When sizing your Splunk environment's hardware needs, a reference machine helps you understand when it is time to scale and distribute the deployment. Following is an example of such a machine. Refer to this configuration as the standard for the remainder of this chapter.
The reference machine described below produces the following index and search performance metrics for a given sample of data:
- Up to 5.8 megabytes per second (500 GB per day) of raw indexing performance, provided no other Splunk activity is occurring.
- Up to 50,000 events per second for dense searches
- Up to 5,000 events per second for sparse searches
- Up to 2 seconds per index bucket for super-sparse searches
- From 10 to 50 buckets per second for rare searches with bloom filters
To find out more about the types of searches and how they affect Splunk performance, read "How search types affect Splunk performance" in this manual.
- Intel x86 64-bit chip architecture
- 2 CPUs, 4 cores per CPU (8 cores total), at least 2.5 Ghz per core
- 8 GB RAM
- Standard 1 Gb Ethernet NIC, optional 2nd NIC for a management network
- Standard 64-bit Linux or Windows distribution
The reference computer's disk subsystem should be capable of handling a high number of averaged Input/Output Operations Per Second (IOPS).
IOPS are a measurement of how much data throughput a hard drive can produce. Since a hard drive reads and writes at different speeds, there are IOPS numbers for disk reads and writes. The average IOPS is the blend between those two figures.
The more average IOPS a hard drive can produce, the more data it can index and search in a given period of time. While many variable items factor into the amount of IOPS that a hard drive can produce, the three most important elements are:
- its rotational speed (in revolutions per minute)
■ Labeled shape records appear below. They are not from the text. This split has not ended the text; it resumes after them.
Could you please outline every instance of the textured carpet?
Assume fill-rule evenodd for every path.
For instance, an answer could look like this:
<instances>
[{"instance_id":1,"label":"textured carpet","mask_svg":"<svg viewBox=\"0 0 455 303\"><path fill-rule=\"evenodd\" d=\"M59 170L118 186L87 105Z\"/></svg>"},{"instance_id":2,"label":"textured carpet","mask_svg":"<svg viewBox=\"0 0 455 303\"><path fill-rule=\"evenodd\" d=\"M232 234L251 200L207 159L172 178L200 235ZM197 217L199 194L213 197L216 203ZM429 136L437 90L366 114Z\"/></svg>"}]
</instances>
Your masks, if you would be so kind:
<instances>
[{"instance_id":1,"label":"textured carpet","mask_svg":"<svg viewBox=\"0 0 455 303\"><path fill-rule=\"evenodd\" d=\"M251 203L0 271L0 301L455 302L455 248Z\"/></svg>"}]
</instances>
- its average latency (the amount of time it takes to spin its platters half a rotation)
- its average seek time (the amount of time it takes to retrieve a requested block of data.)
To get the most IOPS out of a hard drive, always choose those drives that have high rotational speeds and low average latency and seek times. Every drive manufacturer provides this information (and some provide much more).
For additional information on IOPS and how to calculate them, review the following articles:
- "Getting the hang of IOPS (http://www.symantec.com/connect/articles/getting-hang-iops-v13) on Symantec's Connect Community.
- "Analyzing I/O performance in Linux (http://www.cmdln.org/2010/04/22/analyzing-io-performance-in-linux) on CMDLN.ORG (A sysadmin blog).
For this application, we use eight 146-gigabyte, 15,000 RPM serial-attached SCSI (SAS) HDs in a Redundant Array of Independent Disks (RAID) 1+0 fault tolerance scheme as the disk subsystem. Each hard drive is capable of about 200 average IOPS. The combined array produces a little over 800 IOPS.
Important: Splunk is often constrained by disk I/O first, so always consider disk infrastructure first when specifying your hardware.
Splunk performs fastest when deployed directly on to bare-metal hardware, as described above. However, Splunk can and does deliver on virtual equipment. What's more, we fully support deploying Splunk on virtual hardware.
Using the bare metal hardware as a baseline, Splunk generally indexes data about 30% slower on a virtual machine (VM) than it does on a standard reference machine. Search performance is on par with the real-world hardware.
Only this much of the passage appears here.